Background Information: 

Dr. Ruan is an Assistant Professor and Ph.D. Advisor at the Eastern Institute of Technology, Ningbo. He obtained his Ph.D. from Nanjing University in 2019 and subsequently conducted postdoctoral research at the University of California, Berkeley, and Lawrence Berkeley National Laboratory. His research focuses on theoretical studies of light-matter interactions, topological states, and correlated electronic states in condensed matter physics, with an emphasis on developing efficient numerical methods. He has made several innovative contributions in predicting topological quantum materials and advancing many-body theories and computational methods for nonlinear optical responses. Dr. Ruan is a member of the development team for the electronic structure calculation code BerkeleyGW, where he serves as a key contributor to the nonlinear optics and time-dependent GW modules. Dr. Ruan has published many papers in leading journals such as PRL, PNAS, Nature, Nature Communications, Nano Letters, and PRB, with the most-cited first-author paper receiving over 260 citations. He has received several awards, including the Special Prize from the Collaborative Innovation Center of Advanced Microstructures (2016), among others.

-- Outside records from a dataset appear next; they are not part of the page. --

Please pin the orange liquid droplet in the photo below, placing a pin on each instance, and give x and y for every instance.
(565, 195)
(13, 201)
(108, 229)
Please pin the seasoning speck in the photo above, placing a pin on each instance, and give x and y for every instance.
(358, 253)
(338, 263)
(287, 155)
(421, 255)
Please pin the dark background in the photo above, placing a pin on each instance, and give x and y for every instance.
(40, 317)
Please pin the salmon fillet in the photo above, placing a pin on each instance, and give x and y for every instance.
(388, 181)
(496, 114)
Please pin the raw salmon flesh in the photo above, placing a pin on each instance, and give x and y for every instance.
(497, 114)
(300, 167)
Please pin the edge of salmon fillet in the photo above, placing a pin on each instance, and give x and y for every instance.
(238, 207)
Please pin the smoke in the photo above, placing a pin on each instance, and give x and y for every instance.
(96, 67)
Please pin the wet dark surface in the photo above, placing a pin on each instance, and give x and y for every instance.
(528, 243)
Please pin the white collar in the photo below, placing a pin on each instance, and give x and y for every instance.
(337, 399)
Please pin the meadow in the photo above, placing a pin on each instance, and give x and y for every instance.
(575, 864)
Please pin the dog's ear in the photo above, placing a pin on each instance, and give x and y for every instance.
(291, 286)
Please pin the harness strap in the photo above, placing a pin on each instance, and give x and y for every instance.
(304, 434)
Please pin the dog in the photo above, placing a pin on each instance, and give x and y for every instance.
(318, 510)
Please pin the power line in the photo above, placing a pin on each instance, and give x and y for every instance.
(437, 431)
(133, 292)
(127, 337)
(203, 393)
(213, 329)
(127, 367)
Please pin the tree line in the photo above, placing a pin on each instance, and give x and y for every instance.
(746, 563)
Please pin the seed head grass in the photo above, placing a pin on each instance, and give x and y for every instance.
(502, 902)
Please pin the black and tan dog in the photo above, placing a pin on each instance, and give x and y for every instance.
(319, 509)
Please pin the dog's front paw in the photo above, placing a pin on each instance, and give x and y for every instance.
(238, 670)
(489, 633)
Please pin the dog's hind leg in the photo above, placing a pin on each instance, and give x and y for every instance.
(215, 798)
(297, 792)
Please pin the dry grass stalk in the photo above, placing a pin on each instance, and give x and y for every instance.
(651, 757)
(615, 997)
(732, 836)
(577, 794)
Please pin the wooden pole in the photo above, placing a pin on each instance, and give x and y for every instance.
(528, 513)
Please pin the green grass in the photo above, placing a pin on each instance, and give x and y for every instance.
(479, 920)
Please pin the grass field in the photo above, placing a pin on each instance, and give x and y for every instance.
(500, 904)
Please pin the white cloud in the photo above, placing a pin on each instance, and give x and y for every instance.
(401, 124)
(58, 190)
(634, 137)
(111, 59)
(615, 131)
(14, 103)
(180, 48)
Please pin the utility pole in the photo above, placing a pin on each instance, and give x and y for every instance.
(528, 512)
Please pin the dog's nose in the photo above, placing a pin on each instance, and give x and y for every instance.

Ruan Group Website: https://www.physruan.com

Research Field:

Focused on condensed matter theory and first-principles calculations of quantum materials. Current interests include (but are not limited to):

(1) Exotic quantum phenomena in low-dimensional materials: exciton physics, correlated electronic states, and moiré superlattice physics;

(2) Light–matter interaction-driven phenomena: nonlinear optical effects, ultrafast dynamics of excited states, and photoinduced phase transitions;

(3) Quantum geometry, band topology and their effects on transport and optical properties;

(4) Electrical, magnetic, and electron–phonon coupling properties of novel materials, along with function-oriented material design;

(5) Development of first-principles computational methods for the above topics, combining density functional theory, many-body perturbation theory (e.g., GW and Bethe–Salpeter Equation), nonequilibrium Green's function techniques, and machine learning approaches.

Educational Background:

2014.09-2019.09, Ph.D. (Theoretical Physics), Nanjing University, School of Physics

2010.09-2014.06, Bachelor’s (Physics), Sun Yat-sen University, School of Physics

Work Experience:

2025.03-Present: Assistant Professor, Eastern Institute of Technology, Ningbo

2019.10-2025.02: Postdoctoral Researcher, University of California, Berkeley 

Representative Works:

Google Scholar：

https://scholar.google.com/citations?user=WGX8OzIAAAAJ&hl=en

ORCID:

https://orcid.org/0009-0008-9759-7216

Representative Works (* refers to the corresponding author)

1. J. Ruan, Z. Li, C. S. Ong, S. G. Louie, Optically controlled single-valley exciton doublet states with tunable internal spin structures and spin magnetization generation. Proc. Natl. Acad. Sci. 120, e2307611120 (2023).

2. J. Ruan, Y.-H Chan, S. G. Louie, Exciton enhanced nonlinear optical responses in monolayer h-BN and MoS2: Insight from first-principles exciton-state coupling formalism and calculations. Nano Lett. 24, 15533 (2024).

3. J. Ruan, S.-K. Jian, D. Zhang, H. Yao, H. Zhang, S.-C. Zhang, D. Xing, Ideal Weyl Semimetals in the Chalcopyrites CuTlSe2, AgTlTe2, AuTlTe2, and ZnPbAs2. Phys. Rev. Lett. 116 (2016).

4. J. Ruan, S.-K. Jian, H. Yao, H. Zhang, S.-C. Zhang, D. Xing, Symmetry-protected ideal Weyl semimetal in HgTe-class materials. Nat. Commun. 7, 111368 (2016).

5. H. Wang, J. Ruan, H. Zhang, Non-Hermitian nodal-line semimetals with an anomalous bulk-boundary correspondence. Phys. Rev. B. 99 (2019).

6. S. Song, T. Yu, W. Tang, Z. Xu, Y. He, J. Ruan, T. Kojima, W. Hu, F. Giessibl, H. Sakaguchi, S. G. Louie, J. Lu, Janus graphene nanoribbons with localized states on a single zigzag edge. Nature 637, 580 (2025).